Le voyageur sans voyage
Pierre Cendors
Cadex Éditions, 2008
Un livre comme une petite boîte
J’aime souvent les petits livres. Un petit livre c’est comme une petite boîte. Enfant, je me souviens que j’aimais les petites boîtes. Je sais bien ne pas être le seul dans ce cas, mais je me souviens que je les adorais avec une fascination inversement proportionnelle à la taille de la boîte. Je leur prêtais le pouvoir quasi magique d’y recéler les mille trésors amassés au cours de notre très longue existence d’enfant. Et puis elle est petite la boîte ! Elle passe inaperçue. En cela, elle correspond avec exactitude à l’idée que l’on se fait d’un cache-trésor, d’un confident des objets trouvés et précieux : ici l’ombrelle en papier et au parfum de vanille d’une glace mangée à la terrasse d’un café, là une petite voiture bancale extraite de cet œuf jaune plastique tant convoité, ici le petit caillou tout blanc qu’on n’a pas jeté dans la rivière, le caillou rescapé… Tous ces objets, pris indépendamment, paraissent d’une immense vacuité aux yeux des adultes mais ils tissent pourtant ensemble un réseau de relations et de résonances qui forment la base des souvenirs mythologiques qui ressurgiront plus tard. Beaucoup plus tard. Car…
Une petite boîte, c’est discret. Ça s’oublie. Dans une poche ou sous un lit.
Une petite boîte ça réapparaît. Ça ne s’efface jamais vraiment des souvenirs.
Le voyageur sans voyage de Pierre Cendors est un petit livre. Carré comme peuvent l’être les petites boîtes de notre enfance. Il commence sur le quai d’une gare et finit nulle part. C’est un voyage sans retour et à jamais répété du train bleu qui surgit la nuit et traverse la gare. Jamais ne s’arrête, jamais ne descendent ni ne montent des voyageurs… Mais quel est donc ce mystérieux train bleu qui revient tous les soirs et qui n’est jamais tout à fait présent, ni tout à fait fantomatique ?

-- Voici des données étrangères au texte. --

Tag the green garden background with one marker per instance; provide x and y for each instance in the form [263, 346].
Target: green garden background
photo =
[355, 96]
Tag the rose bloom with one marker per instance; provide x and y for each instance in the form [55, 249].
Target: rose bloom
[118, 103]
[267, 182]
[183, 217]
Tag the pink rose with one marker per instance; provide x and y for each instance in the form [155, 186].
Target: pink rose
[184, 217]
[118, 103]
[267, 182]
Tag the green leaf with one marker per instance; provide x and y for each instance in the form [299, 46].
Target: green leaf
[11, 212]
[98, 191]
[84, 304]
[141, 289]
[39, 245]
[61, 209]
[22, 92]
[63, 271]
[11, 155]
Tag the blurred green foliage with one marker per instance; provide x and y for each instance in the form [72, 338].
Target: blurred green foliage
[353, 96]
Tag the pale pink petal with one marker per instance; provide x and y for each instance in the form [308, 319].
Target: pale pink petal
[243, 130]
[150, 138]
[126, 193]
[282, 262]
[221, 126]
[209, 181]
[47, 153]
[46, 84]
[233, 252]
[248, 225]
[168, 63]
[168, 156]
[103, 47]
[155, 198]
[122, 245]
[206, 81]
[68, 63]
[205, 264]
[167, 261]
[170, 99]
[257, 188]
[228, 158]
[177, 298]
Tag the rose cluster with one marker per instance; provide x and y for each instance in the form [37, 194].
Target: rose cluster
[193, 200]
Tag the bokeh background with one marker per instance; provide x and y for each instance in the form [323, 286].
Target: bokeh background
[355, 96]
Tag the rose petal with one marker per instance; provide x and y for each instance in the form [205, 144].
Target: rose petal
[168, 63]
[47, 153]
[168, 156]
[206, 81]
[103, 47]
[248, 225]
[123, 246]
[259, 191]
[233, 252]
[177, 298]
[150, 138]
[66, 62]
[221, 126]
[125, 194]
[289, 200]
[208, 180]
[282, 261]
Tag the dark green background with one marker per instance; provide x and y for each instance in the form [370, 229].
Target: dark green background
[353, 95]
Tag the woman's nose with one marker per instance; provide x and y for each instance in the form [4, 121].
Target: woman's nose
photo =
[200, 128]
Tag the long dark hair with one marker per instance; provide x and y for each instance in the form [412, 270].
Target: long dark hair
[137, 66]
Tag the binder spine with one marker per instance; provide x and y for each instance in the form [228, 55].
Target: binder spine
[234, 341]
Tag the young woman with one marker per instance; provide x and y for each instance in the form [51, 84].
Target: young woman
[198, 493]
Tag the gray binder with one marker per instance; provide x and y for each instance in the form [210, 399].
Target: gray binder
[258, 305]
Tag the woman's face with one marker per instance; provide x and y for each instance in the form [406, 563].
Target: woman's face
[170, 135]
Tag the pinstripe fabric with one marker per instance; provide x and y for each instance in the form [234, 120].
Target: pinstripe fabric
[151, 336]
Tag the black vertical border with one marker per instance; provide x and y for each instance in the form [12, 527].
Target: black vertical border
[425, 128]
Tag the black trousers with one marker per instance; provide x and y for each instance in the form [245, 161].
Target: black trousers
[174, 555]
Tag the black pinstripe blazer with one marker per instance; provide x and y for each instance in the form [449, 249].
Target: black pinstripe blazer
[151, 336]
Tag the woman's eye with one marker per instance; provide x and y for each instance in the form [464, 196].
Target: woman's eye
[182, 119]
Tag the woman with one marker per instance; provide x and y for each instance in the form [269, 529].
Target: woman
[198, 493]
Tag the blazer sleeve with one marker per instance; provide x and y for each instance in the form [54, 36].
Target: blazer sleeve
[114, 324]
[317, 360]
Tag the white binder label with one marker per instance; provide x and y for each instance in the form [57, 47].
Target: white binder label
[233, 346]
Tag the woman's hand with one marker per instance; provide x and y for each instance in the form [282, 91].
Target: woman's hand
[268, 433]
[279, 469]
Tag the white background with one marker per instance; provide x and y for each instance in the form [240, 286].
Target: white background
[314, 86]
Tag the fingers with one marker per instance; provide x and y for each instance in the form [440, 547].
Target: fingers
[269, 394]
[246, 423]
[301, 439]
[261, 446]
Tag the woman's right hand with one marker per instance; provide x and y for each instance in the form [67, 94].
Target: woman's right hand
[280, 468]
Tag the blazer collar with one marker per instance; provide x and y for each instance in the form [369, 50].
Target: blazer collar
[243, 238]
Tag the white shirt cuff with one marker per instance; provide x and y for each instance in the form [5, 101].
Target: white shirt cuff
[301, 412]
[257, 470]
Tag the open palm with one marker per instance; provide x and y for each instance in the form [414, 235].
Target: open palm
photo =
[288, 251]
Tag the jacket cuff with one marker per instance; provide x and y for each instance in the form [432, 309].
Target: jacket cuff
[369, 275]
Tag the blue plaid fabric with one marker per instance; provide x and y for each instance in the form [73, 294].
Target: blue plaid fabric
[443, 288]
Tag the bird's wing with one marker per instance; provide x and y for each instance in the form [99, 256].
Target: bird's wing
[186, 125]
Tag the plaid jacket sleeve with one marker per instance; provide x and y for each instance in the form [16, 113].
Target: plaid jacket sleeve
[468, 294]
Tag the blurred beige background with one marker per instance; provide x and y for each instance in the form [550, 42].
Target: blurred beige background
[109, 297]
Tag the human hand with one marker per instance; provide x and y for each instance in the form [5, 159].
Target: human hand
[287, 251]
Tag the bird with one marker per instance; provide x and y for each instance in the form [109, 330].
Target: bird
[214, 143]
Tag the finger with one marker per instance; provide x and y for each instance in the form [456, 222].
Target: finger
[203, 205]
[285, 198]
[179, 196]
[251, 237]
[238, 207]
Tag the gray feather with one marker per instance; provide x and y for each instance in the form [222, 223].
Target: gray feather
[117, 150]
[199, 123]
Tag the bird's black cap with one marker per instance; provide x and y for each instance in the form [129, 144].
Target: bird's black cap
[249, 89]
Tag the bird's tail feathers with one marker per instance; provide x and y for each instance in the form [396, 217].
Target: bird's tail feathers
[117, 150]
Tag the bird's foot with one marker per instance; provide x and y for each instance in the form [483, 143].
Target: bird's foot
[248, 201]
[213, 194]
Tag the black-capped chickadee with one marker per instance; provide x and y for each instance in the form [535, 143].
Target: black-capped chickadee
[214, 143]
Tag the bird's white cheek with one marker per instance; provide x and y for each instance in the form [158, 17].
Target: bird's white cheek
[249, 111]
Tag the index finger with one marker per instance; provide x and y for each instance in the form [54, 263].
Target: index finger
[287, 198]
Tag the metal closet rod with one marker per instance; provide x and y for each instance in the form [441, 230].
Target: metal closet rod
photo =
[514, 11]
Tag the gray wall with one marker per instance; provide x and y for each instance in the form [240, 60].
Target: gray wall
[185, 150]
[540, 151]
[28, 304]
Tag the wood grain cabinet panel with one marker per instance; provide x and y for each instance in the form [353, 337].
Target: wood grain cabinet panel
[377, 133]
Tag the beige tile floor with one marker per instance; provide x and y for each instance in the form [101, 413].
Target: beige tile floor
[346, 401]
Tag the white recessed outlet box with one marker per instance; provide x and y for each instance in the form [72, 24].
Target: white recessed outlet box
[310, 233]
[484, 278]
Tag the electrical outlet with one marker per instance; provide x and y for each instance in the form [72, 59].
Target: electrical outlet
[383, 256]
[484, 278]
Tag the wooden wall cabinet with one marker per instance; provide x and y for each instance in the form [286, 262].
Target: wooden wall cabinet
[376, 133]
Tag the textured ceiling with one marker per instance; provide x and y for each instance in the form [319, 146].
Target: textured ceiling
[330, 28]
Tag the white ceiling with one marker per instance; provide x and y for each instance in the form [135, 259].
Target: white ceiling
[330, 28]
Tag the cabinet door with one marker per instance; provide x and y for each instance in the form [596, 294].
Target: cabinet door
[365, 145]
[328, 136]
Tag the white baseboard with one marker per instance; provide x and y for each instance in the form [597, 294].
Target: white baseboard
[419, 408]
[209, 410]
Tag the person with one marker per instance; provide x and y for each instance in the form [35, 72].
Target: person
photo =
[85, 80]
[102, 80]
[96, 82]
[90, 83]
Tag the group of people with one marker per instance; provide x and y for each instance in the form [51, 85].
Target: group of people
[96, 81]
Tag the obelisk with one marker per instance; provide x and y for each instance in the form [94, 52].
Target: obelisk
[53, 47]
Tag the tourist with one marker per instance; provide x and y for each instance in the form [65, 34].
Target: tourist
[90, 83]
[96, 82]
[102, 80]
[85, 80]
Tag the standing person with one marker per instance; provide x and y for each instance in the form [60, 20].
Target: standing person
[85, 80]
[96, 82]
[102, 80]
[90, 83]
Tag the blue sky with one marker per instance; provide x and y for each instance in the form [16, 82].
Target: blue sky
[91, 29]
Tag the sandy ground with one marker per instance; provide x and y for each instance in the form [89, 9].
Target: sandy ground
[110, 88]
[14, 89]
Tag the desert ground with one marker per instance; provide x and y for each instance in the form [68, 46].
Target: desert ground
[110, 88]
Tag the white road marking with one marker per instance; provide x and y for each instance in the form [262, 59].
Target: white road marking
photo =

Un narrateur, un enfant, une énigme mystérieuse… Quelque chose qui pourrait être de l’ordre du souvenir, ou du rêve. Mais on ne saurait dire avec discernement. Ce petit livre, il n’y a rien à redire, est une petite boîte de l’enfance, trouvée sur le quai d’une gare…
C’est un livre d’images prégnantes qui se traverse comme un rêve. A la fin — au réveil — on sait ce qu’on a vu sans pouvoir le décrire. Reste la sensation d’avoir approcher quelque chose que la réalité n’aurait pas pu révéler ou qu’on n’aurait pas su reconnaître.
Cécile Wajsbrot, préface du Voyageur sans voyage.
Voilà qui résume parfaitement l’impression rémanente qui perdure en nous lorsque nous quittons, à notre tour, le quai du livre. Pierre Cendors taille ce livre avec douceur, avec exactitude, simplicité et concentration, tant et si bien qu’en ouvrant la main je désirais ardemment y trouver mon petit caillou blanc, le rescapé.
Décidé d’en apprendre plus à son sujet, je reviens très vite vous parler de son admirable premier roman : L’homme caché paru en 2006 dans l’excellente maison d’édition Finitude.
Très bel article sur un écrivain que j’admire. Bravo. Je viens de lire « Les fragments Solander » du même Pierre Cendors: c’est un livre éblouissant. Je vous le conseille.
Bonjour,
j’ai découvert cet écrivain par hasard sur le stand des éditions Finitude. J’ai commencé avec « L’homme caché » (je prépare un article sur ce premier roman que j’ai trouvé vraiment très abouti) et évidemment je compte bien poursuivre avec les « Fragments Solander ». Content que cet article vous ait plu.
Je ne connais pas cet auteur et votre article me donne très envie de le lire
J’en suis enchanté… Je prépare mon article sur le livre suivant : l’homme caché. En attendant vous pouvez toujours lire le livre ci-dessus en ligne. Mais l’objet, ce petit livre, est si joli qu’on rate forcément une présence à ne le lire qu’en ligne…
Au plaisir de vous revoir à la croisée des chemins !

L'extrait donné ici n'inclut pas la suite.